Nina was upset when he turned her into a werewolf. Women eh?
Diane Butler
From: The Courier Mail Australia July 29, 2010
LAST Friday night that movie Sex Lies and Videotape was on one of the Foxtel movie channels, can't remember which one now, and I was watching it when I got home and thinking how many newspaper headlines it's been responsible for.
An annoying number, is how many. Hard to believe the same guy who directed it went on to make all those Ocean's films.
I won't be watching a movie tonight though. No. I'll be watching the second-last episode of Being Human. Or I would be if I hadn't already seen it. This one tonight is the championship quarter. Everything's been leading to this point and it meets -- exceeds -- all expectations.
A quick recap, but look, you should never think you can't just pick up a series in the middle of it, or indeed at the start of the second-last episode. You totally can. Television is made to be accessible. They want people to watch it.
So, Being Human: Mitchell the vampire, George the werewolf, Annie the ghost. Live in a share house, all pretty normal, you know, given, until a crazy Catholic priest called Kemp decides to kill them and anyone like them. He looks exactly like Christopher Lee, I'm sure it's not a coincidence. Maybe not as handsome.

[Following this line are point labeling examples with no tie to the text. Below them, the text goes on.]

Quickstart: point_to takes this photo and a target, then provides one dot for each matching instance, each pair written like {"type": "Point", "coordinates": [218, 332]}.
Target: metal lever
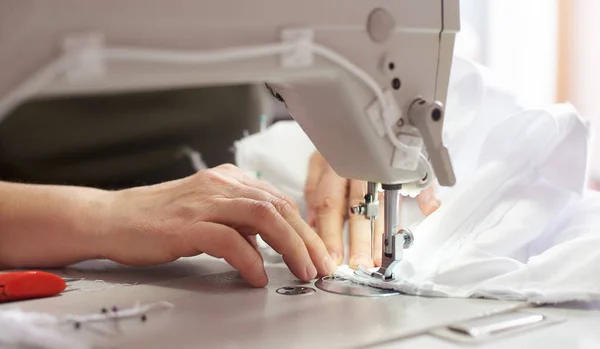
{"type": "Point", "coordinates": [369, 208]}
{"type": "Point", "coordinates": [429, 120]}
{"type": "Point", "coordinates": [395, 240]}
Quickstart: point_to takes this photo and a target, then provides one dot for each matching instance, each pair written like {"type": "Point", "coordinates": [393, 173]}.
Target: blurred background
{"type": "Point", "coordinates": [548, 51]}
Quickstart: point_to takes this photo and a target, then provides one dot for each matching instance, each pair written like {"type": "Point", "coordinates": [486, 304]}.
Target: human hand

Anyway, he ropes in a suggestible doctor, a geneticist called Lucy, who ends up in a relationship with Mitchell, only it slips her mind to mention to him that she and the mad priest are going to try to persuade George to go along to their scary laboratory the next time there's a full moon and see if they can't "cure" him of being a werewolf. So last week's ended with a huge and suspicious fire and one of the most important side characters, a very old charismatic vampire called Ivan, winding up dead. No, I didn't think they could just die like that either.

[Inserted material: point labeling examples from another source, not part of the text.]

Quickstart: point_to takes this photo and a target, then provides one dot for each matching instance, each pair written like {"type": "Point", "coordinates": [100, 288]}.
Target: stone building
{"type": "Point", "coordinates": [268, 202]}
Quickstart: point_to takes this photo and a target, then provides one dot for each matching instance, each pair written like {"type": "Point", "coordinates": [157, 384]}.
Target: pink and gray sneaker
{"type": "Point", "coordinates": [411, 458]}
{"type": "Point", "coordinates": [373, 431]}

Now you're up to where we are, which is Ivan's vampire wife Daisy, who looks very young and hip for somebody who'd been married 69 years, hunting down anyone she thinks was connected to the fire, and some who weren't connected in any way at all, and draining the blood out of them. George's ex-girlfriend Nina is back in his life this week, not sure why, because she was the one who told him to move on, and he well and truly has.
And while one can never really know what went on between two people, Nina was fairly upset when he turned her into a werewolf. Women eh?
Of the cast, Russell Tovey as George is the standout. He's just been in Little Dorrit -- he was John Chivery, the lovely gate keep at the debtors' prison where nutty old Mr Dorrit lived. Vastly different here obviously, and it's been great seeing him take his range out for a run.
And I tell you what, there's an excellent case made against daylight saving here tonight. It's an angle I've never considered either.